Заметим, что Толстой и раньше не упускал случая отметить свое негативное отношение к Гегелю как к слабому мыслителю и пустому человеку, от которого «нечего взять»*178
*. Тем не менее в трактате «Так что же нам делать?» Толстой, не называя Гегеля, активно использует его парадигму господства и рабства; при этом он открыто нападает на его отношение к власти и государству.Обратившись (в главе XXVIII) к подробному объяснению заблуждения, что можно жить чужим трудом, Толстой поясняет, что целых три «вероучения» сплотились, чтобы оправдать этот обман (25: 326). Первое - это «церковно-христианское вероучение», оправдывающее различие между людьми волей Божией. Второе - «государственно-философское вероучение», выразившееся вполне в Гегеле («все разумно, все хорошо, ни в чем никто не виноват») (25: 327). Во времена его молодости, иронически замечает Толстой, «гегельянство было основой всего», а теперь «об нем нет и помину»; также исчезнет и «лжехристианство»11791
. (По свидетельству и других современников, в 1840-е годы философия Гегеля пользовалась авторитетом религии или веры11801.) И наконец, существует и третье, ныне царствующее вероучение, выдвинутое новым классом людей, не служащих ни церкви, ни государству (25: 327; 330).Толстой останавливается затем на оправдательных теориях этого нового сословия. Эти люди нападают на слуг церкви, государства и войска, признавая их деятельность вредною, и уже не опираются на идеи «божеского избрания» или «философского значения государства»; во главе этого нового сословия стоят ученые и художники. Думаю, что Толстой нападает здесь на так называемую русскую интеллигенцию (не называя этого слова), с его точки зрения - еще один паразитический класс.

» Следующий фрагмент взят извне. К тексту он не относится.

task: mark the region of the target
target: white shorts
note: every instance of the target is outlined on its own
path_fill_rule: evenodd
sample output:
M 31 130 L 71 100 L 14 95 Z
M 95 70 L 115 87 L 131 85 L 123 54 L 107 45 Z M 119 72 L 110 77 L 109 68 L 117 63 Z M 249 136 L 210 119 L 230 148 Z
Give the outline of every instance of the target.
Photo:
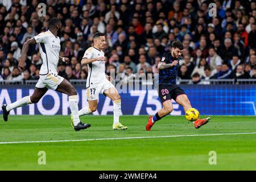
M 59 76 L 57 73 L 51 73 L 47 75 L 40 75 L 36 83 L 36 87 L 38 88 L 46 88 L 56 90 L 64 78 Z
M 98 84 L 90 84 L 90 86 L 86 89 L 87 100 L 98 100 L 100 93 L 103 94 L 105 90 L 111 88 L 115 88 L 115 86 L 107 79 Z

«Царствующее сословие ученых и художников» оправдывает свое освобождение от труда разделением труда: одни люди выполняют «мускульную» работу, другие - «мозговую» (25: 330). Но прежде чем перейти к этой теме, Толстой (в главах XXIX-XXX) кратко описывает и отвергает различные умственные теории - и философские учения (от Платона до Гегеля), и современные научные воззрения (Мальтуса, Дарвина, Конта, Спенсера). Затем он возвращается к идеологии нового паразитического класса, занятого интеллектуальным трудом, и обращается (в главе XXXI) к идее разделения труда на физический и умственный. (При жизни Толстого теория разделения труда, разработанная Адамом Смитом, была вполне актуальной, получив новое развитие после Дарвина, в частности в «Капитале» Маркса.) «Разделение труда!» (25: 348). Одни заняты умственной, духовной, другие - мускульной, физической работой. Людям нового сословия, сословия умственного труда, кажется, что происходит правильный обмен, а происходит самое простое, старое насилие (25: 348). В наше время не люди церкви или государства, а именно люди науки и искусства являются главными адептами такого насилия.
Здесь Толстой возвращается к теме, которую он затронул в «Исповеди», когда писал о сакрализации искусства и возведении художников в статус жрецов. Тогда он отрекался от ложной веры и от чина жреца этой веры; сейчас, вооруженный понятиями, заимствованными из политической философии и экономики, он подвергает эту ситуацию разностороннему анализу. Так, он возвращается (в главе XXXII) к гегельянской парадигме Господина и Раба, применяя ее к людям духовного и физического труда. Этот агрумент сформулирован в терминах диалога между «я» и «ты» (или «вы»): Ты, или скорее вы (потому что всегда многим надо кормить одного), вы меня кормите, одевайте, делайте для меня всю ту грубую работу, которую я потребую <...>, а я буду делать для вас <.> умственную работу <.> Вы давайте мне телесную, а я буду давать духовную пищу (25: 349).
Этот расчет, рассуждает Толстой, был бы верен, если бы это был свободный и взаимный обмен и условия труда были бы одинаковы. Между тем дело обстоит иначе. Производитель духовных ценностей говорит: «Для того, чтобы я мог вам дать духовную пищу, вы кормите, одевайте меня, выносите за мной мои нечистоты» (25: 349). В свою очередь, каждый работник мог бы сказать: «Прежде чем мне служить вам телесной пищей, мне нужна духовная пища, и, не получив ее, я не могу работать <...>» (25: 349).